Australians Top of the Board for International Volunteers12.02.2013

It seems that Australian accountants are among the most generous in the world with more and more Aussie accountants looking to use their finance skills to help overseas charities become sustainable.

Since it was founded in 2009, Accounting for International Development has had more volunteer accountants from Australia than from any other country apart from the UK. While Cambodia has been the most popular destination for volunteering Aussies, Australian accountants have also supported charities across Rwanda, Zambia, Tanzania and Nepal, spending between 3 weeks and 6 months strengthening accountancy policies and procedures through mentoring local staff. 

The result has been the secured futures of a number of organisations including a rural school, a healthcare NGO and a charity that uses sport to engage and educate children. 

Blair Jones ICAA, Manager I Tanzania I 3 Months

After travelling extensively across developing countries and feeling increasing disillusioned with the world of international finance, Melbourne accountant Blair decided he wanted to use his finance skills to help others who were less fortunate.  AfID arranged a placement with Equity for Tanzania, a non-profit organisation dedicated to generating employment and stimulating local economy in Africa through providing small business with the equipment loans they need to prosper and expand.

EFT had one member of staff working on finance who, while very enthusiastic about his work, was aware that he needed training on how to strengthen EFT’s internal controls and financial procedures. He also wanted guidance on donor reporting and Excel training which Blair was happy to provide.

The experience had fantastic results for both Equity for Tanzania and for Blair. The new skills that Blair passed onto the staff meant they could improve their donor relationships and ultimately feel far more secure about the charity’s future. For Blair, ‘AfID filled a void. I have met incredible people both locals, and people who have moved here in various capacities to try and assist in some small way.’

Graeme Heckles CAA, Group Financial Controller I Cambodia I 4 Weeks

Graeme was one of the first AfID volunteers to go on placement. Looking for a challenging but rewarding experience which would make the most of his skills, Graeme approached AfID who put together a placement with the Cambodia Vision Development Project. CVD is a local NGO that works with disadvantaged communities across the Samlaut district of Cambodia. Its work was directly responsible for improving the lives of hundreds of people but was hindered by poor donor reporting and a lack of accountability.

Graeme worked closely with CVD’s executive director to ensure that the NGO had a sustainable strategy in terms of core costs and safeguarding their future while providing basic training to their new accountant, mainly on the procurement system and report generation.   

“The appreciation of everyone at CVD is the best way of knowing that I made a positive impact and that I was able to pass on my skills, experience and personality in the best possible way.
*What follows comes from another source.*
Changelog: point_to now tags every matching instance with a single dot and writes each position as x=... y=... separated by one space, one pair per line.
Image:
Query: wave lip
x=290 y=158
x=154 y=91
In return I’ve made new friends, learned about the workings of NGO’s, tasted a different way of life and most of all I will always be able to draw perspective from the positive people of Cambodia “ – Graeme.

Trisha Nowland CPAA, Manager I Nepal I 2 Months

Sydney based Trisha was keen to support women’s refuge projects in the developing world. AfID matched her skills and interests to Asha Nepal, a charity dedicated to furthering the rights of women and children in Nepal. Trisha was immediately interested in the work the charity did in raising the social status of Nepalese women and helping victims break free from the cycle of abuse endemic in many rural communities.

The finance staff at Asha Nepal had been using Excel but were struggling to use it effectively when formatting reports and accounts. Trisha spent the month working alongside finance staff to increase their understanding and strengthen their reporting procedures. She also submerged herself in the local culture ranging from enjoying the beautiful countryside to realising the importance of charities like Asha when confronted by the poverty of locals.